Last Call Review of draft-ietf-mpls-flow-ident-06

Request Review of draft-ietf-mpls-flow-ident
Requested rev. no specific revision (document currently at 07)
Type Last Call Review
Team Security Area Directorate (secdir)
Deadline 2018-01-02
Requested 2017-12-19
Authors Stewart Bryant, Carlos Pignataro, Mach Chen, Zhenbin Li, Greg Mirsky
Draft last updated 2018-01-10
Completed reviews Rtgdir Early review of -02 by Manav Bhatia (diff)
Rtgdir Last Call review of -05 by Manav Bhatia (diff)
Secdir Last Call review of -06 by Daniel Franke (diff)
Assignment Reviewer Daniel Franke 
State Completed
Review review-ietf-mpls-flow-ident-06-secdir-lc-franke-2018-01-10
Reviewed rev. 06 (document currently at 07)
Review result Has Nits
Review completed: 2018-01-10


I have reviewed this document as part of the security directorate's ongoing effort to review all IETF documents being processed by the IESG. These comments were written primarily for the benefit of the security area directors. Document editors and WG chairs should treat these comments just like any other last call comments.

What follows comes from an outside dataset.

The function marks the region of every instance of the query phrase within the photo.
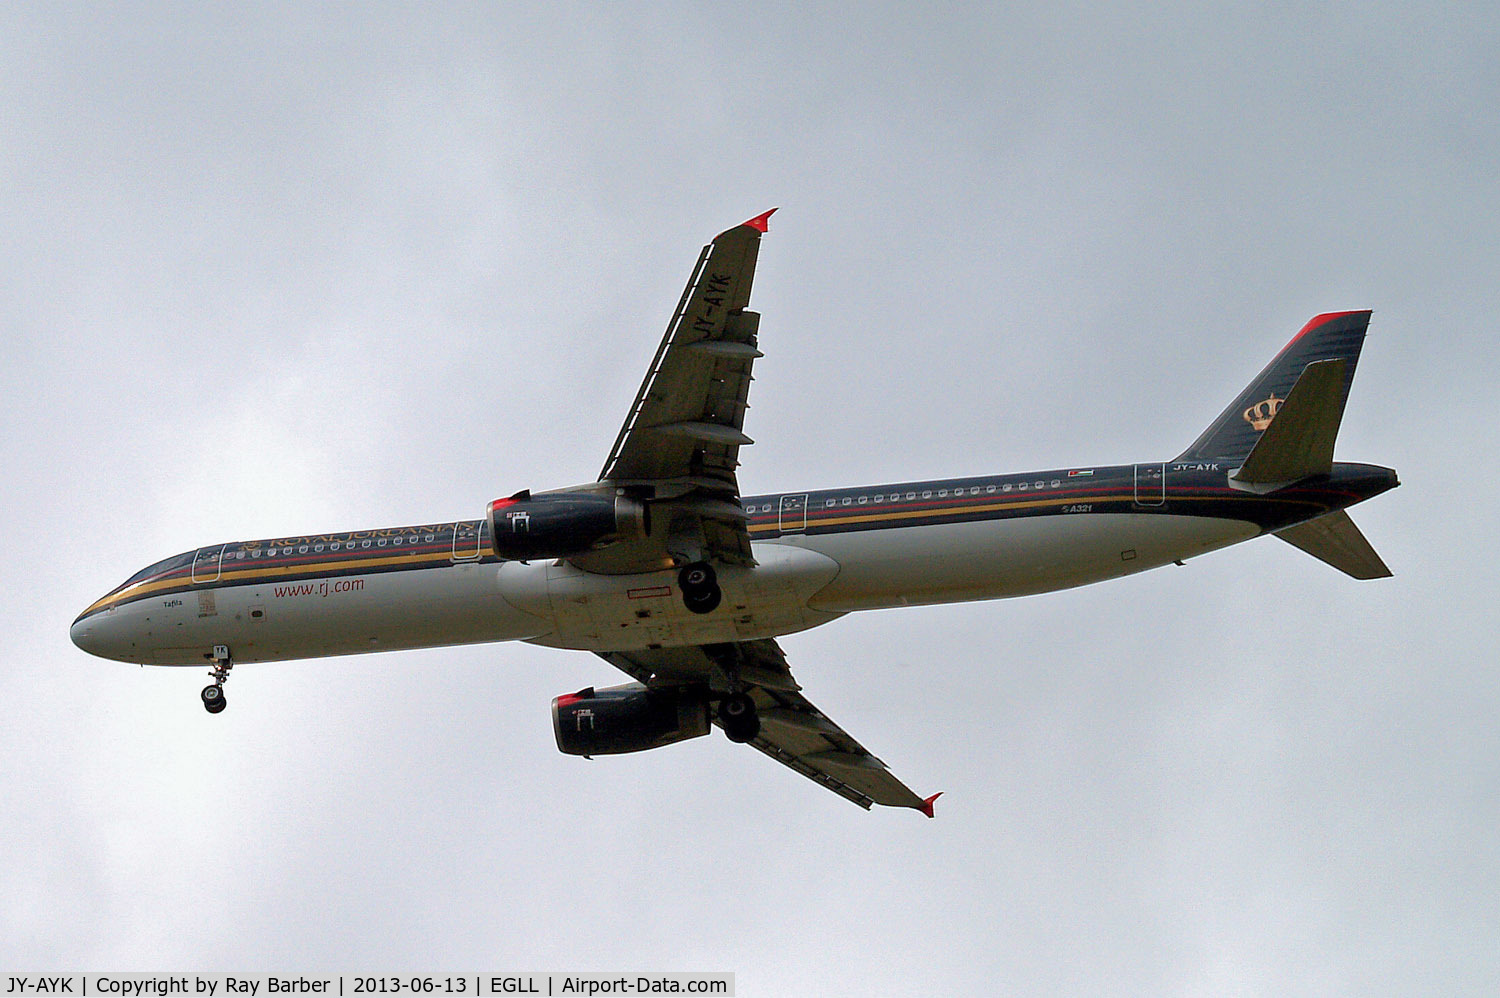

I know next to nothing about MPLS. The proposed functionality seems reasonable and persuasively justified, but it is possible that there are significant issues I'm overlooking. I have a couple nitpicks about the Security Considerations section. 

The lowercased (i.e., non-RFC-2119) "must"s and "should"s are weasel words when not connected with a statement of what objective is achieved by following those recommendations. For example, the sentence "Propagation of identification information outside the MPLS network imposing it must be disabled by default" ought to be prefaced or suffixed with something along the lines of "In order to preserve present assumptions about MPLS privacy properties". 

I see a lot of discussion about confidentiality concerns when flow information is propagated across trust boundaries, but no discussion about the dual integrity concerns. I suggest including some word of warning that flow information received from an untrusted LSR cannot be assumed correct, so caution is advised before relying on it, e.g., to determine for billing purposes whether SLAs are being met.